En France, la stratégie hydrogène vert de l’État, présentée le 16 avril dernier, a d’ailleurs confirmé un recul des ambitions initiales : l'objectif des 6,5 gigawatts (GW) de puissance d'électrolyse en 2030 est ramené à 4,5 GW, et de 10 GW à 8 GW en 2035.
Cet été, Stellantis annonçait qu’il mettrait un terme à son programme de développement de véhicules à hydrogène à partir de 2026 faute de perspectives économiques. Début novembre, le retrait de l’opérateur indépendant en énergie verte Valorem a entraîné l’arrêt du projet Armor Hydrogène en Bretagne, portant sur la production-distribution en 2028 d’une boucle d'hydrogène vert.

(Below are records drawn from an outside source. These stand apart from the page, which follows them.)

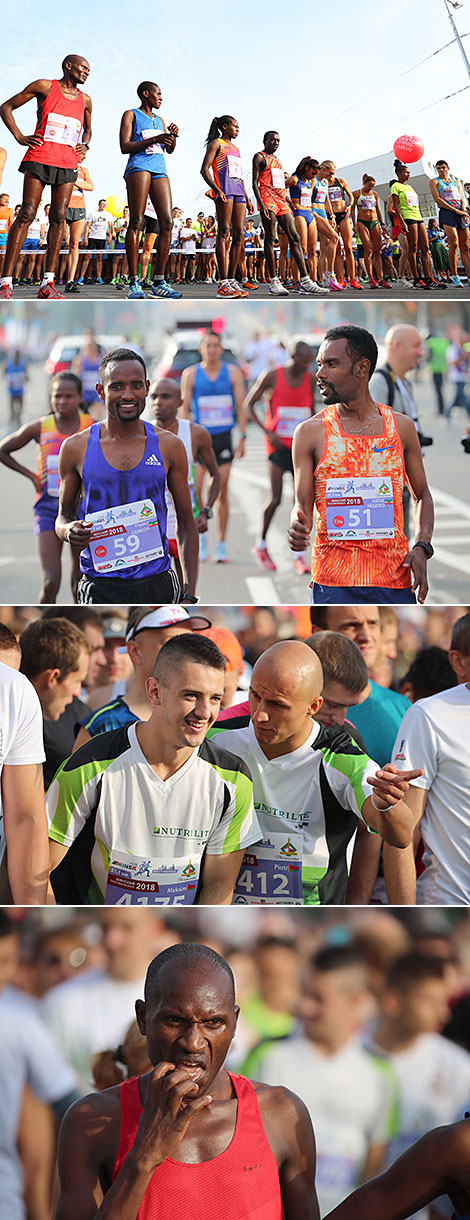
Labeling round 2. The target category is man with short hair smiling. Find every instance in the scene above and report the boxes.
[288,326,433,605]
[56,944,320,1220]
[48,632,260,905]
[56,348,198,605]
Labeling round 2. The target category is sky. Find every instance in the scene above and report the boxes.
[0,0,470,218]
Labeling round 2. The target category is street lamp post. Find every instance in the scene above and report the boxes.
[444,0,470,79]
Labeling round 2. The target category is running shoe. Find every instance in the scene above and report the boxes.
[214,542,228,564]
[290,555,310,576]
[321,271,342,293]
[269,276,289,296]
[217,279,239,296]
[127,279,145,301]
[144,279,182,301]
[299,276,330,296]
[228,279,249,296]
[38,281,65,301]
[251,543,276,572]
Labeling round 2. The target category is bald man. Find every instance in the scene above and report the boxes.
[209,641,416,905]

Alors qu’il a créé début 2024 la co-entreprise Teal Mobility avec Air Liquide pour développer un réseau paneuropéen de stations hydrogène pour les camions, Patrick Pouyanné, le P-dg de TotalEnergies, s’interrogeait le 4 novembre dernier : « S’il n’y a pas de clients, pourquoi construire ces stations ? […] Dans la transition énergétique, ce qui est le plus compliqué, c’est d’essayer de prévoir où ira la demande. Croire que, parce qu’on crée une offre, il y aura une demande, ce n’est pas vrai ». TotalEnergies voit désormais l’hydrogène davantage comme « un marché de niche » dédié à la décarbonation de l’industrie.